Anders als die Post bringt Facebook das Problem mit hervor
Der Vergleich hinkt schon deshalb, weil Meldungen und Reden auf Facebook nicht rein privat sind. Zudem ermuntert die Post nicht zur Versendung von Erpresserbriefen, während Facebook das Problem, das ihm vorgeworfen wird, in gewissem Maße selbst hervorbringt. Seine Funktionslogik bietet Gewächshausbedingungen in mindestens dreifacher Hinsicht. Erstens lassen begründungslose Likes das Sensationelle, Eingängige, Unterhaltsame gedeihen: Wo die Mehrheit siegt, hat das Seriöse und Schwierige kaum eine Chance. Zweitens verhindert das Entweder-oder der Likes oder Dislikes jede nuancierte Betrachtungsweise. Und drittens erstaunt es wenig, dass weiterempfohlene Beiträge oft gar nicht richtig angeschaut wurden: Oft vertraut man einfach dem Absender.
So entwickelt sich, Tag für Tag, Klick für Klick, schon bei völlig harmlosen Themen (Selfies, Foodies, Partybilder und allerlei Kuriosa) eine Kultur des numerischen Populismus und der spontanen Parteilichkeit, die nicht einfach verschwindet, wenn die Posts politisch werden und Demagogen Wahlkampf betreiben. Diese Kultur ist zunächst ein Resultat der technischen Rahmenbedingungen, was nicht heißt, dass es keine menschliche Lenkung gäbe, schon gar nicht, wenn so viel Geld im Spiel ist.

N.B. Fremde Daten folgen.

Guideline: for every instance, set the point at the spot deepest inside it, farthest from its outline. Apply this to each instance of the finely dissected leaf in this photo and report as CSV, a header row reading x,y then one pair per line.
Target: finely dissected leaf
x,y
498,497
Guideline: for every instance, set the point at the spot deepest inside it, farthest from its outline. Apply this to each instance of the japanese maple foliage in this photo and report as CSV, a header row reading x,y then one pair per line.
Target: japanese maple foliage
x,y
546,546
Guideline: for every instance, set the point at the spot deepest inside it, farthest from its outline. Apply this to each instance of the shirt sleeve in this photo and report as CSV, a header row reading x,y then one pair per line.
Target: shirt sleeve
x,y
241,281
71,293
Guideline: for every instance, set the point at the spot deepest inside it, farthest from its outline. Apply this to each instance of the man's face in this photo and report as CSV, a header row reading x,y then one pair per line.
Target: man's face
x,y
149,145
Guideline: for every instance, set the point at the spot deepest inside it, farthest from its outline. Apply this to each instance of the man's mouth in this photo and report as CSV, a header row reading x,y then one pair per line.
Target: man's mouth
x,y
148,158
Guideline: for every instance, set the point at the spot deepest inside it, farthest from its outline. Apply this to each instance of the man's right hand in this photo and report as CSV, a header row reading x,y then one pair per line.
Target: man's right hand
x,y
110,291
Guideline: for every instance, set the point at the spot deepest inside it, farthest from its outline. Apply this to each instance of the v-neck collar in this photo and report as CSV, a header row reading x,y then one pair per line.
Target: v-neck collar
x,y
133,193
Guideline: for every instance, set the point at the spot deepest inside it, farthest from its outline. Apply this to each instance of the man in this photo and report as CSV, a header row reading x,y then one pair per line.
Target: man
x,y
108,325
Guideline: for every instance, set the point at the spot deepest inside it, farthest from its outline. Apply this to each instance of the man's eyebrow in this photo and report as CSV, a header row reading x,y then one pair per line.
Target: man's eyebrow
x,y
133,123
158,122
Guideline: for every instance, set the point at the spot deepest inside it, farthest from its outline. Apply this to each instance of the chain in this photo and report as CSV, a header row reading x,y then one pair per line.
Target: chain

Facebook will seine Nutzer so lange wie möglich auf seiner Seite halten. Die beste Garantie dafür ist, Kurzweiliges und Vertrautes anzubieten. Zuckerbergs Programmierer haben den Newsfeed-Algorithmus so optimiert, dass er einem eher das präsentiert, was die eigene Perspektive bestätigt, statt das, was einen verunsichern könnte. Facebooks Informationspolitik enthüllt zugleich die Kooperationsbereitschaft der angeblichen Opfer. Die meisten haben nichts dagegen, dass ihnen genau das vorgesetzt wird, was ihre Ansichten bestätigt. Immerhin will man sich auf Facebook vor allem unterhalten, weswegen eine sensationelle Meldung zu Clintons Pizzagate allemal interessanter ist als eine ausgewogene Analyse zu Obamas Gesundheitsreform. So ist zu fragen, inwiefern wir selbst verantwortlich sind für die Macht, die wir dem Halbwahren oder Falschen, dem Sensationellen und Simplifizierenden einräumen. Beginnt das Problem der Falschmeldungen nicht schon damit, dass wir uns so bereitwillig und umfassend ebenjener Kommunikationskultur überlassen, die ebensolche Meldungen begünstigt?
Die Schule muss das Urteil schärfen lehren
Hinweise, wie man Fake News erkennt, sind zweifellos unerlässlich. Aber sie sind nur Symptombekämpfung, zumal wenn sie das Urteilen wiederum an eine App delegieren. Die Behandlung muss tiefer ansetzen und früher beginnen als bei der Falschmeldung: an den Folgen sozialer Netzwerke für die politische Meinungsbildung – in der Schule. Aber gibt es dort ein Bewusstsein für die Dimension des Problems? Das scheint nicht der Fall zu sein, wenn die deutsche Kultusministerkonferenz Ende 2016 unter „Bildung in der digitalen Welt“ vor allem mehr Computer und Internet im Klassenraum versteht. Man betrachtet die digitalen Medien offenbar noch immer eher als Unterrichtsmittel denn als Unterrichtsstoff. Das trägt zum Verständnis der Zusammenhänge wenig bei, freut jedoch die digitalen Großunternehmen, die im Bildungsmarkt schon länger das Geschäft der Zukunft sehen.
Es genügt nicht, den Schülern und Studierenden die Nutzung der neuen Technologien beizubringen und sie auf den digitalisierten Arbeitsmarkt vorzubereiten. Vielmehr braucht es eine Medienbildung, die sie befähigt, souverän zwischen dem zu unterscheiden, was wahr und falsch, was wichtig und belanglos ist. Didaktisierungen sind ohne viel Technik vorstellbar und können mit der guten alten Interpretationsübung beginnen: Welche dieser Meldungen sind falsch und warum? Welche Beiträge im Kommentarteil gehen völlig am Argument des Artikels vorbei? Das übergeordnete Erkenntnisziel aber muss ein Verständnis dafür sein, wie die neuen Medien scheinbar unaufhaltsam unsere Gesellschaft verändern.